On Tue, 8 May 2007, chas williams - CONTRACTOR wrote:

In message <[EMAIL PROTECTED]>,Jeffrey Hutzelman w
rites:
The problem with this is that it requires every caller to know whether the
thing it is allocating is "huge" or "not huge", where the distinction
depends on the operating system, platform, and perhaps even kernel
configuration.  That means we'd be pushing platform-dependent code into
every caller of osi_Alloc, which is exactly what the abstraction is
intended to prevent.

yet there is precedent for this already: osi_Alloc{Small,Medium,Large}Space.
i am only asking for 33% more insanity.  perhaps the distinction of huge
and not huge is not appropriate; pageable versus non-pageable might be
a better choice.

currently, you have no clear idea (you can guess) what kind of memory you
might be from the allocator.  this does have an effect on reproducibility
of certain bugs.

allocate an extra amount of memory for each allocation, making it aligned, and put a tag saying how to free it in each allocation, then the alloc/free package and not the caller can decide how to allocate.

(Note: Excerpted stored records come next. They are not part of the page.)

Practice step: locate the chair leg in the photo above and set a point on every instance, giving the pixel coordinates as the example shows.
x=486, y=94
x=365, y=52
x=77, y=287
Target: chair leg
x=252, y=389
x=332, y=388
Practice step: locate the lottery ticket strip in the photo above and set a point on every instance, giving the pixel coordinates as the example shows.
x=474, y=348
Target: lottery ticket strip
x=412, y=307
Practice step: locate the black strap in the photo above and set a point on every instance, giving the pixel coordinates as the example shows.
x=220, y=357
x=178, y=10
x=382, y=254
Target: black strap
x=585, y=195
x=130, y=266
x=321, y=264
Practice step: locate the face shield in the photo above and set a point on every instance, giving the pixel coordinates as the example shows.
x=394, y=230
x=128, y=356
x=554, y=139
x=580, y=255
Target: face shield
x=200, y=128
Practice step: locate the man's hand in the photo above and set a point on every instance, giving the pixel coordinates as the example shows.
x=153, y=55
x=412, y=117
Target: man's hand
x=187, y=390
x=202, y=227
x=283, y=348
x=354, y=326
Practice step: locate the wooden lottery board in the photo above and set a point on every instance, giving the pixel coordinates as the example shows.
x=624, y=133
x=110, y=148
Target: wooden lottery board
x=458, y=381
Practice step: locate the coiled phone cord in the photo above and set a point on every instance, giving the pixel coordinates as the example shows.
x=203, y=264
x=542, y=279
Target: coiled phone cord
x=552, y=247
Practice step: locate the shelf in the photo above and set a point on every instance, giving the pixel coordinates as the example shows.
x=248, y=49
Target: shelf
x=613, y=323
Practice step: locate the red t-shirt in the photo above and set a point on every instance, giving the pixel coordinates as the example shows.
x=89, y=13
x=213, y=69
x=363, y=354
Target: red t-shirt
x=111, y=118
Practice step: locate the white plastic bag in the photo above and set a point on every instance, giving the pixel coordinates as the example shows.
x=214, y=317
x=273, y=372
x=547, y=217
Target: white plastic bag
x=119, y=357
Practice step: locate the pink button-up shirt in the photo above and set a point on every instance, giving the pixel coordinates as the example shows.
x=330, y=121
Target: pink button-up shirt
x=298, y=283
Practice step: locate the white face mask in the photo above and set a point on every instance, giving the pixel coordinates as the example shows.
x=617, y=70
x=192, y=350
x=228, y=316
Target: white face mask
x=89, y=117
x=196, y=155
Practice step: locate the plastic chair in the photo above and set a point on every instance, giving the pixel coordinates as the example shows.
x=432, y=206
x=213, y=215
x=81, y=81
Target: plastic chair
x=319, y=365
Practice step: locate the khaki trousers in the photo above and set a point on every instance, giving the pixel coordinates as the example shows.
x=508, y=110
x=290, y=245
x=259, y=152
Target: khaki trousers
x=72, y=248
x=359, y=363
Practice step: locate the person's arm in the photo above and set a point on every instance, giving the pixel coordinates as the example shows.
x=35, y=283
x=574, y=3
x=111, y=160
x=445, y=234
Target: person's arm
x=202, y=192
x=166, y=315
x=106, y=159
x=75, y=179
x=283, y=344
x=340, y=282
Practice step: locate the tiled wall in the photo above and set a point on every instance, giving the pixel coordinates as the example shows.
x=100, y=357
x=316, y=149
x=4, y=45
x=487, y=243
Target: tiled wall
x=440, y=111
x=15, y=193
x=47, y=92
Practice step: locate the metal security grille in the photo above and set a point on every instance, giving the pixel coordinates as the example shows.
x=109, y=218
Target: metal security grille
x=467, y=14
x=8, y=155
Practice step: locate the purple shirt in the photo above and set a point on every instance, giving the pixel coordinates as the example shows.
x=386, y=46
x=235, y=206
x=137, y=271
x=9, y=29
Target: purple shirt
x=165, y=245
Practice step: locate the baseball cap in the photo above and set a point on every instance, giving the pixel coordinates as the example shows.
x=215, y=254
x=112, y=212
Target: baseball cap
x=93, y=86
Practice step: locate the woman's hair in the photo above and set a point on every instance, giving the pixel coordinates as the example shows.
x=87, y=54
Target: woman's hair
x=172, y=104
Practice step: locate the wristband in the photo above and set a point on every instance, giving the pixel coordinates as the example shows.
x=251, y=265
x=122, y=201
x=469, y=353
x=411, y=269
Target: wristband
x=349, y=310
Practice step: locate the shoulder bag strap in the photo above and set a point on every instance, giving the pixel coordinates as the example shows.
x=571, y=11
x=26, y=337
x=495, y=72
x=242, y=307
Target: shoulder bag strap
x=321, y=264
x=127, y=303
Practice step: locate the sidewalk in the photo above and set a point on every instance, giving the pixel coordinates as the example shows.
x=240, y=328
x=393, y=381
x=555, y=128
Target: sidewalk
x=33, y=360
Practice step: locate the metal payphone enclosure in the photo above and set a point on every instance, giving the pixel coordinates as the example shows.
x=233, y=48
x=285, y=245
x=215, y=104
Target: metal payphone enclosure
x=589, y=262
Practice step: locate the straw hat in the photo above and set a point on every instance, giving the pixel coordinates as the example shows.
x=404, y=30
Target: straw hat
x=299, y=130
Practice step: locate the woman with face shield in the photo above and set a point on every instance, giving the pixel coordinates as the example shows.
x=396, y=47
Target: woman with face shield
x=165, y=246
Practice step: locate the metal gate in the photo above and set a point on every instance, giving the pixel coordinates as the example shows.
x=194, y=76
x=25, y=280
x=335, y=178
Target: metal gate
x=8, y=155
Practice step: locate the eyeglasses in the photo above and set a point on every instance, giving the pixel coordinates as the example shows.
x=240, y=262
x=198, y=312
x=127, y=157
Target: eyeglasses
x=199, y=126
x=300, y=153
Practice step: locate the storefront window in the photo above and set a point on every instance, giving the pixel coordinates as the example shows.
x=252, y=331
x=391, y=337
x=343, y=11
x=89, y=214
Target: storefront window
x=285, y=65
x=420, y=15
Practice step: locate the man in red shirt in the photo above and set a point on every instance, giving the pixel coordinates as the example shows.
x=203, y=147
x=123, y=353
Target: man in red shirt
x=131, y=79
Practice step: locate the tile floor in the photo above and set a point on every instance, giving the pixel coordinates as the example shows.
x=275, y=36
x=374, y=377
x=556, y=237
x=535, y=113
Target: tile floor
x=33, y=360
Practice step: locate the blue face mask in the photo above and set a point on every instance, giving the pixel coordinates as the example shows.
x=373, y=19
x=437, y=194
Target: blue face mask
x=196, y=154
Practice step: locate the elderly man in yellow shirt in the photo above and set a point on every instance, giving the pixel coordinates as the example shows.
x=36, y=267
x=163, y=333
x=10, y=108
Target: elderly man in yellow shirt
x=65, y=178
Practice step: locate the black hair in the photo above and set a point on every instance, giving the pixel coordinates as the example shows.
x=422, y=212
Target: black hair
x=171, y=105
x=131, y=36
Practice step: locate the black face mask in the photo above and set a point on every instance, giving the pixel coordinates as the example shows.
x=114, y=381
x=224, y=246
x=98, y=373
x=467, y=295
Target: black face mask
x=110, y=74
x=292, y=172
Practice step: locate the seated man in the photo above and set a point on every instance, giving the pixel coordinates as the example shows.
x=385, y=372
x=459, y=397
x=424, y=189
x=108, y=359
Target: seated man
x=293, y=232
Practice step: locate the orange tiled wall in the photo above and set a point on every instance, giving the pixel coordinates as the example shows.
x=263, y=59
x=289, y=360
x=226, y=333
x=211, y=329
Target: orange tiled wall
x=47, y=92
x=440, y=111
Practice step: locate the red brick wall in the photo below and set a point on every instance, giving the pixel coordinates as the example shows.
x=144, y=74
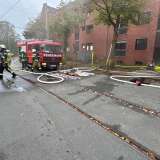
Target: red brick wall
x=102, y=35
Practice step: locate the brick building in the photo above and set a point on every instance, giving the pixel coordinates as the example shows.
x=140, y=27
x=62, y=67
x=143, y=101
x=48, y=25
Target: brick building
x=138, y=44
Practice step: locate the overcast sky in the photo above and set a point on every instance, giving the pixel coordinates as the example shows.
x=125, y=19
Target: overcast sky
x=20, y=14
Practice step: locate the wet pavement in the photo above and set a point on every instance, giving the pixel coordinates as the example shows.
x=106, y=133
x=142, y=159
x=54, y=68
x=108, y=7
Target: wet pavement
x=36, y=125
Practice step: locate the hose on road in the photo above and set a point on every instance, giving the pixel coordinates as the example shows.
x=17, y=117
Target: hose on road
x=116, y=78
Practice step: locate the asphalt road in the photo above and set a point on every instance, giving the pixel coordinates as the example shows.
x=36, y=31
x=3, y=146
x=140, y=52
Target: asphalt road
x=35, y=124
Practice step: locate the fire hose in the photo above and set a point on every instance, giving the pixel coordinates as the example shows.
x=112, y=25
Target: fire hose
x=116, y=78
x=60, y=79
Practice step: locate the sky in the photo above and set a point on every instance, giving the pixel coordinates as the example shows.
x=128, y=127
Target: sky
x=21, y=13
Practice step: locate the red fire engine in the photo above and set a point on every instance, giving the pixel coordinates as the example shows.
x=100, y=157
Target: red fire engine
x=50, y=52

it would also serve to point out sections of the afs code
that could stand some improvement.

No; the size of individual memory allocations is not necessarily an
indicator of code quality.

i should have said 'could possibly'.  however, you must admit the
larger the allocation the more likely it is to fail.  afs doesnt
typically handle allocation failures well.

you're just saying that because you don't like panics.